Question

a. verify that the given point lies on the curve. b. determine an equation of the line tangent to the curve at the given point. 48(x^2 + y^2)^2 = 625xy^2; (3,4) evaluate 625xy^2 for x = 3 and y = 4.

Explanation:

Step1: Evaluate the expression for part - left

Substitute \(x = 3\) and \(y = 4\) into \(625xy^{2}\).
\[625\times3\times4^{2}\]

Step2: Calculate the power

First, calculate \(4^{2}=16\).
\[625\times3\times16\]

Step3: Multiply the numbers

\[625\times3 = 1875\], then \(1875\times16=30000\).

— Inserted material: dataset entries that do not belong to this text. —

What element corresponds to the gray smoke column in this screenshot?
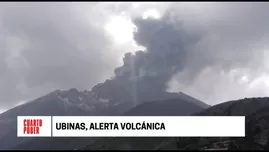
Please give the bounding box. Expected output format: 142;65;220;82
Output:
110;14;198;100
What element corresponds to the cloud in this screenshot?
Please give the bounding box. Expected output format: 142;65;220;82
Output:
110;3;269;104
0;2;269;108
0;3;126;107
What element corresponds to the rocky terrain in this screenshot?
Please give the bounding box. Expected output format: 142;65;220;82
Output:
0;80;208;150
81;98;269;150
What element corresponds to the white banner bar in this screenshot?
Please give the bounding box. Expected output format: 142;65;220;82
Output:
52;116;245;137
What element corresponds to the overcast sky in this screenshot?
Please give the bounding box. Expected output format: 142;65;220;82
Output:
0;2;269;110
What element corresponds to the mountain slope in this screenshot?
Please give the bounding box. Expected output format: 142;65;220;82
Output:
82;98;269;150
160;98;269;150
79;99;203;150
123;99;203;116
0;80;205;150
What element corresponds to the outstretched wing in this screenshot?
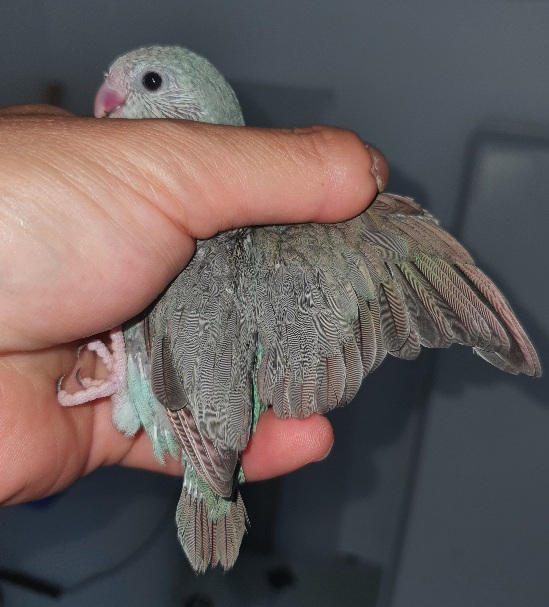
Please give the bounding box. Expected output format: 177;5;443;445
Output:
253;194;541;417
148;232;255;498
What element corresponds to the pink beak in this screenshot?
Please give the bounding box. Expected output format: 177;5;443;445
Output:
93;82;126;118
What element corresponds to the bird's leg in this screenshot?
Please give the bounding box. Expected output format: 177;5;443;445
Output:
57;327;126;407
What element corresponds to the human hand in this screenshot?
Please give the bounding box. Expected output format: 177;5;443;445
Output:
0;106;387;504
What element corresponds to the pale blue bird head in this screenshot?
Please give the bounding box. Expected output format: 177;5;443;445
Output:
94;46;244;125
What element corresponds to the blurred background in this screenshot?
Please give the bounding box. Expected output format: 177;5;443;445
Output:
0;0;549;607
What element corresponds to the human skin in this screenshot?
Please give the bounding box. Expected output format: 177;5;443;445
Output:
0;106;388;504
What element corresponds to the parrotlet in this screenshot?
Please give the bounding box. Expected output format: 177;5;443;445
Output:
58;46;541;572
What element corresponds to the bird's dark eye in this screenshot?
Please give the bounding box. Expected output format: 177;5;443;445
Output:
142;72;162;92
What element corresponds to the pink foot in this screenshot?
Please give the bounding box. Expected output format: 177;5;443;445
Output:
57;327;126;407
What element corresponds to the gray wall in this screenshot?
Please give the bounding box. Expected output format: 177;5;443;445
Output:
0;0;549;604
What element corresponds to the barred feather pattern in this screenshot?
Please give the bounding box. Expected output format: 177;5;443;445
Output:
144;194;541;570
106;46;541;571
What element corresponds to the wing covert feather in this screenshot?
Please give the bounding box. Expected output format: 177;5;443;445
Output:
252;194;541;417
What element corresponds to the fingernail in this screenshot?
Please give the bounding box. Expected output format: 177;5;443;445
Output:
364;143;389;192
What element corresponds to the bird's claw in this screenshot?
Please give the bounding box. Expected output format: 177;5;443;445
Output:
57;327;126;407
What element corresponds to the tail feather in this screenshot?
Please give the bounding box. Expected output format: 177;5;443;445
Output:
176;485;249;573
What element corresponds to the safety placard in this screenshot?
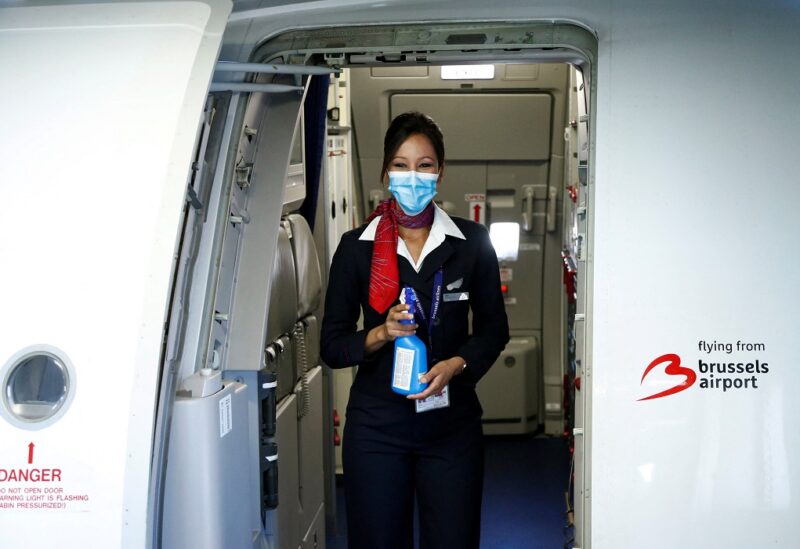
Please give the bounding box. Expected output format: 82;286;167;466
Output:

Step4: Verify point for part - right (a)

Substitute \(x = 3\) and \(y = 4\) into the left - hand side of the equation \(48(x^{2}+y^{2})^{2}\).
First, calculate \(x^{2}+y^{2}\): \(3^{2}+4^{2}=9 + 16=25\).
Then \((x^{2}+y^{2})^{2}=25^{2}=625\), and \(48(x^{2}+y^{2})^{2}=48\times625 = 30000\).
Substitute \(x = 3\) and \(y = 4\) into the right - hand side of the equation \(625xy^{2}\), we get \(625\times3\times4^{2}=30000\). Since the left - hand side equals the right - hand side, the point \((3,4)\) lies on the curve.

Step5: Find the derivative for part - right (b)

Differentiate \(48(x^{2}+y^{2})^{2}=625xy^{2}\) implicitly with respect to \(x\).
Using the chain rule and product rule:
Let \(u=x^{2}+y^{2}\), then the left - hand side is \(48\times2u\times(2x + 2y\frac{dy}{dx})=96(x^{2}+y^{2})(2x + 2y\frac{dy}{dx})\).
The right - hand side: Using the product rule \((uv)^\prime=u^\prime v+uv^\prime\) where \(u = 625x\) and \(v = y^{2}\), we have \(625y^{2}+1250xy\frac{dy}{dx}\).
\[96(x^{2}+y^{2})(2x + 2y\frac{dy}{dx})=625y^{2}+1250xy\frac{dy}{dx}\]
Substitute \(x = 3\) and \(y = 4\):
First, \(x^{2}+y^{2}=25\).
\[96\times25\times(2\times3 + 2\times4\frac{dy}{dx})=625\times4^{2}+1250\times3\times4\frac{dy}{dx}\]
\[2400\times(6 + 8\frac{dy}{dx})=10000+15000\frac{dy}{dx}\]
\[14400+19200\frac{dy}{dx}=10000 + 15000\frac{dy}{dx}\]
\[19200\frac{dy}{dx}-15000\frac{dy}{dx}=10000 - 14400\]
\[4200\frac{dy}{dx}=- 4400\]
\(\frac{dy}{dx}=-\frac{22}{21}\)

The equation of the tangent line using the point - slope form \(y - y_{1}=m(x - x_{1})\) with \((x_{1},y_{1})=(3,4)\) and \(m =-\frac{22}{21}\) is:
\[y - 4=-\frac{22}{21}(x - 3)\]
\[21y-84=-22x + 66\]
\[22x+21y=150\]

Answer:

The value of \(625xy^{2}\) for \(x = 3\) and \(y = 4\) is \(30000\). The point \((3,4)\) lies on the curve \(48(x^{2}+y^{2})^{2}=625xy^{2}\). The equation of the tangent line to the curve at the point \((3,4)\) is \(22x + 21y=150\).